The Wrong Box fait preuve d’une liberté de ton anticipant parfois déjà sur le délire non sensique des Monty Python, et rappelle aussi le Blake Edwards de Great Race (1965) dans ce jeu de cache-cache rétro, cette mobilité des personnages qui s’ébattent dans le décor vers un final en joyeux bordel. La propension à pousser la situation au délire dans ses quiproquos, son chaos comique à la fois verbal et gestuel renvoie au dérèglement de la réalité d’un Labiche dans Le Chapeau de paille d’Italie, faisant passer généralement dans l’anarchie, le vacarme collectif où plus personne ne s’entend, la situation immaitrisable. L’art de la poursuite obéit à une tradition burlesque qui trouve ses sources dans le théâtre depuis la comedia dell’arte jusqu’au vaudeville cheminant vers la folie. On pense évidemment d’office au cinéma muet, Buster Keaton, Harold Lloyd, Charlie Chaplin en cet art de la gesticulation et nul ne s’étonnera de l’emploi des cartons, qui cependant servent plus de titres ironiques de chapitres que d’intertitres. La résolution dans le cimetière devient ainsi un fabuleux moment de confusion et de désordre (corps qui se meuvent, jeux avec les mots, chutes dans la fosse), rappelant la capacité du comique à faire passer ainsi de l’autre côté du miroir et à traduire par sa légèreté une philosophie existentielle. Sans doute le futur réalisateur des Femmes de Stepford (1975) ne songeait-t-il pas à ça à travers cette truculente adaptation, mais la qualité de sa mise en scène, son sens du rythme et de l’image suggère pourtant cette appréhension de l’absurdité et du ridicule de l’homme qui brusquement se débat et danse comme une marionnette, déjà un pied dans la tombe.

Technique et suppléments
Nous nous répétons, de chronique en chronique mais que voulez-vous, le travail de Powerhouse – Indicator est toujours aussi irréprochable, que ce soit pour la copie éclatante ou les suppléments. Tout d’abord : un très long inteview audio de Bryan Forbes (102 minutes) en conversation avec Roy Fowler, un commentaire audio des historiens du cinéma Josephine Botting et Vic Pratt. Dans Box of delights (2018, 21 minutes) Nanette Newman évoque son travail sur The Wrong Box avec son mari Bryan Forbes. L’assistant monteur Willy Kemplen et le second assistant réalisateur Hugh Harlow se souviennent également du tournage. Enfin, une galerie photo vient compléter le menu. Le livret de 36 pages est conçu de la même manière que dans les autres éditions Powerhouse – Indicator : analyse, extraits de documents, points de vue critiques. Louis Barfe évoque son amour pour le film dans un texte inédit, tandis que dans des extraits de leur autobiographie, Bryan Forbes et Michael Caine livrent leurs souvenirs de tournage. Caine parle notamment de son expérience de novice de 33 ans dans un casting comportant des acteurs aussi prestigieux. Il décrit avec émotion le spectacle d’un Wilfrid Lawson rongé par l’alcoolisme au point d’en avoir une partie du visage presque paralysée.

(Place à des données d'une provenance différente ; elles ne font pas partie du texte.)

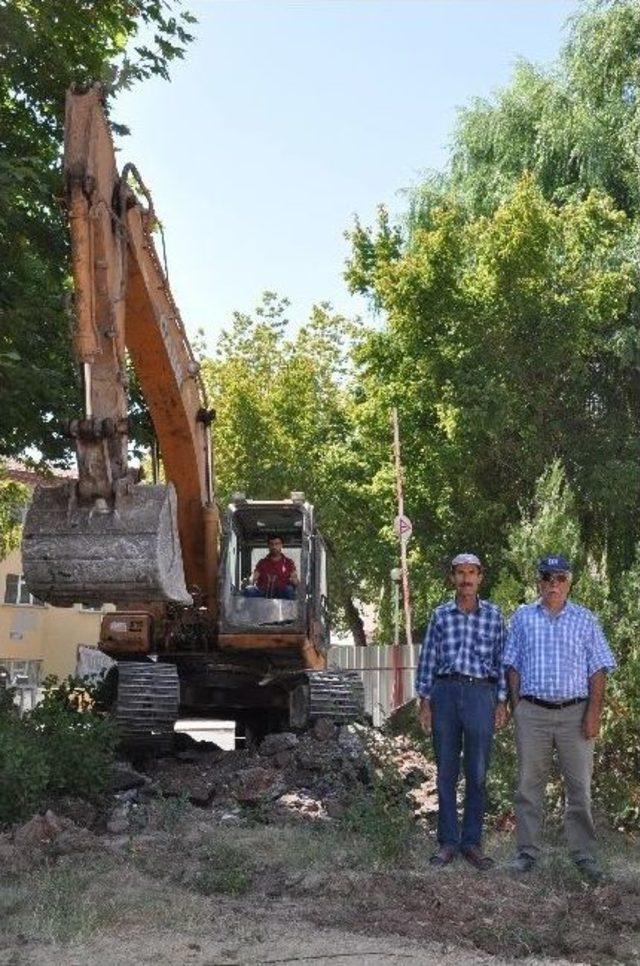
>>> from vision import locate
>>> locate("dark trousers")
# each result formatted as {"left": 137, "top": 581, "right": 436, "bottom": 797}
{"left": 431, "top": 678, "right": 496, "bottom": 849}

Dans toutes ses scènes, le visage d’Hancock semble figé dans la perplexité et la colère. Néanmoins, il appréciait de travailler avec Forbes, un des rares réalisateurs à oser lui dire lorsqu’il n’était pas drôle. Dans The Wrong Box, Wilfrid Lawson,  l’homme du Yorkshire, excelle dans son rôle de majordome enrhumé et baveux. À sa mort en octobre 1966, la nécrologie du Times – comble de l’euphémisme et de l’insinuation – évoquait sa « voix sardonique et son expression d’indifférence à l’opinion du monde », ce qui résume parfaitement sa contribution à The Wrong Box. (…) Il vole toutes les scènes dans lesquelles il apparaît. Quand il faisait du théâtre, il avait la réputation d’être porté disparu l’après-midi après son absence du matin parce qu’il avait toujours trouvé un pub convivial quelque part.

On comprend mieux pourquoi la présence de Wilfrid Lawson à l’image provoque une sensation aussi étrange, finalement assez caractéristique d’une comédie britannique qui s’échappe de son carcan. Cette édition de The Wrong Box permet de découvrir un film qui cache modestement sa richesse sous l’habit du classicisme.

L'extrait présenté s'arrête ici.